In each of these examples, it would also be possible to multiply out the formulas before taking a derivative. This is often easier because then you only need to use the sum rule rather than the product rule.

\begin{align*}
\frac{d}{dx}[(2x+5)(3x-7)] &= \frac{d}{dx}[6x^2-14x+15x-35] \\
&= \frac{d}{dx}[6x^2+x-35] \\
&= 12x+1
\end{align*}

\begin{align*}
\frac{d}{dx}[x^2(x^3+5)] &= \frac{d}{dx}[x^5+5x^2] \\
&= 5x^4+10x
\end{align*}

\begin{align*}
\frac{d}{dx}[4x^2(3x-1)(4x+5)] &= \frac{d}{dx}[4x^2(12x^2+15x-4x-5)] \\
&= \frac{d}{dx}[48x^4+44x^3-20x^2] \\
&= 48(4x^3) +44(3x^2)-20(2x)\\
&= 192x^3 +132x^2-40x
\end{align*}

However, it is good to practice the product rule for those cases later where it is not possible to expand a formula so that the product rule isn't necessary.

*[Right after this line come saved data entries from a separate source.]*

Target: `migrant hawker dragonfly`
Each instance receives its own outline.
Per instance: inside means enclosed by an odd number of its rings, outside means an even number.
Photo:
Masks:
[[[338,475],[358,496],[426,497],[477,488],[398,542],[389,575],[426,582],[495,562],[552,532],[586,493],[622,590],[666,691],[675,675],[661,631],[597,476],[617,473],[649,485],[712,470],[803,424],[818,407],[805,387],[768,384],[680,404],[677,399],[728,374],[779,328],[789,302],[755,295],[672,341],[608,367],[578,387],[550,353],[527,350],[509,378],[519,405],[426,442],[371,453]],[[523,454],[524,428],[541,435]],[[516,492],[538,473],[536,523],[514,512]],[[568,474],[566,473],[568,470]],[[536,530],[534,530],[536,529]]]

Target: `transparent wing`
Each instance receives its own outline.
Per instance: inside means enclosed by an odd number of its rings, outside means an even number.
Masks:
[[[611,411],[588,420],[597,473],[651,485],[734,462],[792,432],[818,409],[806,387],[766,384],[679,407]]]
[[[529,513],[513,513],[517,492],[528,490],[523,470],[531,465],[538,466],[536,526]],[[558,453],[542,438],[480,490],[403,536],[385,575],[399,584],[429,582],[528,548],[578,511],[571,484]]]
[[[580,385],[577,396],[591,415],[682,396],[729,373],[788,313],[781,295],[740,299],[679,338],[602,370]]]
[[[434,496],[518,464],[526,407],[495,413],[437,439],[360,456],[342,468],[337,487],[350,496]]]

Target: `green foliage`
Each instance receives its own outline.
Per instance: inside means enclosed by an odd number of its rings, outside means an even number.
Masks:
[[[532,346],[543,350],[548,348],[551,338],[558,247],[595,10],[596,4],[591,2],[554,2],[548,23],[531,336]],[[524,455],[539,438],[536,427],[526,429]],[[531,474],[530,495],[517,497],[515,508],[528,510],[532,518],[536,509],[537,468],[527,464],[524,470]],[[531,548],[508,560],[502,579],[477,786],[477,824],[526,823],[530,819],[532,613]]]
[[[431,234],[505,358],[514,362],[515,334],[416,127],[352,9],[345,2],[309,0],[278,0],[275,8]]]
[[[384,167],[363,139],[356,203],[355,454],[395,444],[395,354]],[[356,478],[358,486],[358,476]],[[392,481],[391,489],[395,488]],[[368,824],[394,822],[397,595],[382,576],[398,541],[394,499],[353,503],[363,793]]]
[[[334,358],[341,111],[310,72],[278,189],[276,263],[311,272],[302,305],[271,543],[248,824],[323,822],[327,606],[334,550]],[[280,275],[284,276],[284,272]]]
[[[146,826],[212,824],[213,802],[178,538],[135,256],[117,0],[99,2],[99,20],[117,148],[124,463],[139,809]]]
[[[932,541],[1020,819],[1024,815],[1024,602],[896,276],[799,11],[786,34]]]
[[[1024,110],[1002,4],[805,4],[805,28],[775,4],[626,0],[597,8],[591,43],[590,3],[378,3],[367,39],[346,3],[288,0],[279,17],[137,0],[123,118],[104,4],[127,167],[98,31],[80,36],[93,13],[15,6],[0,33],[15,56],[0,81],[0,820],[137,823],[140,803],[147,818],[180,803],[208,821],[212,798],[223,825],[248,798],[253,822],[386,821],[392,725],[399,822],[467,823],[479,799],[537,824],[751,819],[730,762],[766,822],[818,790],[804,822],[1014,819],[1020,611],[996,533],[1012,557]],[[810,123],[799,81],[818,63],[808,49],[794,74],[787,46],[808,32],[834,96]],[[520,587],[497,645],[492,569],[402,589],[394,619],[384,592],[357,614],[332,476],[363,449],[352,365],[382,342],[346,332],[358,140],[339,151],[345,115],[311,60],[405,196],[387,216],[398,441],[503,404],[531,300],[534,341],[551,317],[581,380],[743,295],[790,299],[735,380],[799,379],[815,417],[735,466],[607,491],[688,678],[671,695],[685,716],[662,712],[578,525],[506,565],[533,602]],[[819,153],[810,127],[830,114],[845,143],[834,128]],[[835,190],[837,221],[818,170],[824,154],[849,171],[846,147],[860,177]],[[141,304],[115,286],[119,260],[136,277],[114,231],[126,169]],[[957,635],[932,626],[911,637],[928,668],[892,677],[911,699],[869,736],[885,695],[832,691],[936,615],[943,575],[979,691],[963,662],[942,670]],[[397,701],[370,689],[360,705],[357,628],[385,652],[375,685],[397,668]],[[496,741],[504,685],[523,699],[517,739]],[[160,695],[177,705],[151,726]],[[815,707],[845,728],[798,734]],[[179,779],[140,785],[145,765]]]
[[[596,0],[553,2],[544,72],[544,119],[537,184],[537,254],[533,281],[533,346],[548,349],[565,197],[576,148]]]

After the product rule, you should master the quotient rule,

\begin{equation*}
\frac{d}{dx}[\frac{f(x)}{g(x)}] = \frac{g(x) f'(x) - f(x) g'(x)}{(g(x))^2}.
\end{equation*}

A memory phrase to remember this rule is "When the derivative of a quotient you want to know, it's low-dee-high minus high-dee-low. But don't forget it's over low-low." In symbols, this rhyme would be written

\begin{equation*}
\frac{d}{dx}[\frac{\hbox{Hi}}{\hbox{Lo}}] = \frac{\hbox{Lo} \frac{d}{dx}[\hbox{Hi}] - \hbox{Hi} \frac{d}{dx}[\hbox{Lo}]}{\hbox{Lo}\hbox{Lo}}.
\end{equation*}

######
Example 8.6.4

Compute the following derivatives:

- \(\displaystyle \frac{d}{dx}\left[\frac{2x+5}{3x-7}\right]\)
- \(\displaystyle \frac{d}{dx}\left[\frac{x^2}{x^3+5}\right]\)

Solution
Applying the quotient rule for derivatives leads to each answer. You do not need to expand the square of the denominator, but you should simplify the numerator.

\begin{align*}
\frac{d}{dx}\left[\frac{2x+5}{3x-7}\right]
&= \frac{(3x-7) \frac{d}{dx}[2x+5] - (2x+5)\frac{d}{dx}[3x-7]}{(3x-7)^2} \\
&= \frac{(3x-7)(2) - (2x+5)(3)}{(3x-7)^2} \\
&= \frac{6x-14-6x-15}{(3x-7)^2} \\
&= \frac{-29}{(3x-7)^2}
\end{align*}

\begin{align*}
\frac{d}{dx}\left[\frac{x^2}{x^3+5}\right]
&= \frac{(x^3+5)\frac{d}{dx}[x^2] -x^2 \frac{d}{dx}[x^3+5]}{(x^3+5)^2} \\
&= \frac{(x^3+5)(2x) - x^2(3x^2)}{(x^3+5)^2} \\
&= \frac{2x^4+10x-3x^4}{(x^3+5)^2} \\
&= \frac{-x^4+10x}{(x^3+5)^2}
\end{align*}